Ex-Wirecard-Vorstand

Flüchtiger Jan Marsalek wird zum Politikum

Der flüchtige Ex-Wirecard-Vorstand Jan Marsalek soll angeblich in Moskau unter dem Schutz des russischen Geheimdienstes untergetaucht sein. Die Suche nach dem Tatverdächtigen wird zu einem Politikum.

Flüchtiger Jan Marsalek wird zum Politikum

Von Stefan Kroneck, München

Die Suche nach dem tatverdächtigen ehemaligen Wirecard-Vorstand Jan Marsalek entwickelt sich immer mehr zu einem Politikum. Nach dem Zusammenbruch des Zahlungsabwicklers im Juni 2020 infolge des aufgedeckten umfangreichen Bilanzbetrugs soll sich der Flüchtige mittlerweile in Moskau versteckt halten – so jedenfalls nach Informationen von „Bild“. Angeblich sind der Bundesnachrichtendienst (BND) und damit Berlin seit vergangenem Jahr informiert, aber nicht die ermittelnde Staatsanwaltschaft München, die den 42-Jährigen mit einem internationalen Haftbefehl sucht.

Der russische Inlandsgeheimdienst FSB soll Marsalek decken. Dem Österreicher mit tschechischen Wurzeln werden Kontakte zu dubiosen osteuropäischen Geschäftsleuten und Agenten nachgesagt. Dass der gesuchte frühere Chief Operating Officer von Wirecard in Russland untergetaucht sein soll, ist nicht neu. Darüber wird seit seiner Flucht im Frühsommer 2020 von München über Wien in die belarussische Hauptstadt Minsk spekuliert. Dass diese brisante Nachricht aber zum Wochenauftakt öffentlich lanciert wurde, ist vermutlich keinem Zufall geschuldet. So befand sich Österreichs Bundeskanzler Karl Nehammer (ÖVP) am Montag zu Gesprächen im Kreml. Er versuchte, Wladimir Putin zu einem Einlenken im Ukraine-Krieg zu bewegen.

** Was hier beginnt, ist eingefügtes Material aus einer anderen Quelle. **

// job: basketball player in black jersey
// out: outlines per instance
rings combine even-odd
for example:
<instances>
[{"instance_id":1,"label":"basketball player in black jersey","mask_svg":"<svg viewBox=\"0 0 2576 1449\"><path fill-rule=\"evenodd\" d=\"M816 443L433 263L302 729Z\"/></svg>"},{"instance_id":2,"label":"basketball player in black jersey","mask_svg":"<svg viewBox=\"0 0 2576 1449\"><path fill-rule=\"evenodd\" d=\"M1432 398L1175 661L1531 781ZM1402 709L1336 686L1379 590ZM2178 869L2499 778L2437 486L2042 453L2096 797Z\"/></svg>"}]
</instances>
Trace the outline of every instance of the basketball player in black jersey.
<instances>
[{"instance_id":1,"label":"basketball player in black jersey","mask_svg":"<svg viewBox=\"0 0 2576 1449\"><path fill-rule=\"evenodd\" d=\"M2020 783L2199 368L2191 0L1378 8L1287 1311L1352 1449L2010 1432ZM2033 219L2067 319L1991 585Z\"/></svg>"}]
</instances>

Schlüsselfiguren bei Wirecard

Ob auch der Fall Marsalek ein Thema in der Unterredung mit dem russischen Autokraten war, ist nicht bekannt. Marsalek und Markus Braun (53) gehören zu den Hauptverdächtigen in dem Wirtschaftskrimi um den einstigen Dax-Aufsteiger. Mitte März hatten die Strafermittler in der bayerischen Landeshauptstadt gegen den ehemaligen Wirecard-Vorstandschef und zwei weitere Beschuldigte Anklage erhoben (vgl. BZ vom 14. März). Die Staatsanwälte werfen ihnen gewerbsmäßigen Bandenbetrug, Untreue, unrichtige Darstellung und Marktmanipulationen in mehreren Fällen vor. Allein für den besonders schweren Fall des ge­werbsmäßigen Bandenbetrugs droht den Angeklagten eine Freiheitsstrafe laut Strafgesetzbuch von bis zu zehn Jahren. Braun sitzt in Untersuchungshaft. Der Zahlungsabwickler aus Aschheim bei München war im Juni 2020 nach der Aufdeckung eines Finanzlochs von rund 1,9 Mrd. Euro zusammengebrochen. Wirecard be­findet sich seitdem in Abwicklung unter Regie des Insolvenzverwalters Michael Jaffé. Marsalek konnte sich einer Verhaftung und Anklage bislang durch Flucht entziehen. Die Ermittlungen laufen derzeit weiter. Für die deutschen und österreichischen Justizbehörden wird es aber schwierig sein, seiner habhaft zu werden, sollte er sich tatsächlich in Putins Machtzentrum aufhalten. Zwischen Russland und Deutschland sowie Österreich bestehen keine Auslieferungsabkommen. Interpol hat auf Marsalek keinen Zugriff, solange er sich unter dem Schutz des FSB befindet. Die Beziehungen zwischen Russland und dem Westen sind seit dem Angriffskrieg auf die Ukraine auf einem Tiefpunkt. Erst ein Machtwechsel im Kreml könnte Bewegung in die Causa Marsalek bringen – sofern sich der ehemalige Wirecard-Vorstand tatsächlich dort aufhält.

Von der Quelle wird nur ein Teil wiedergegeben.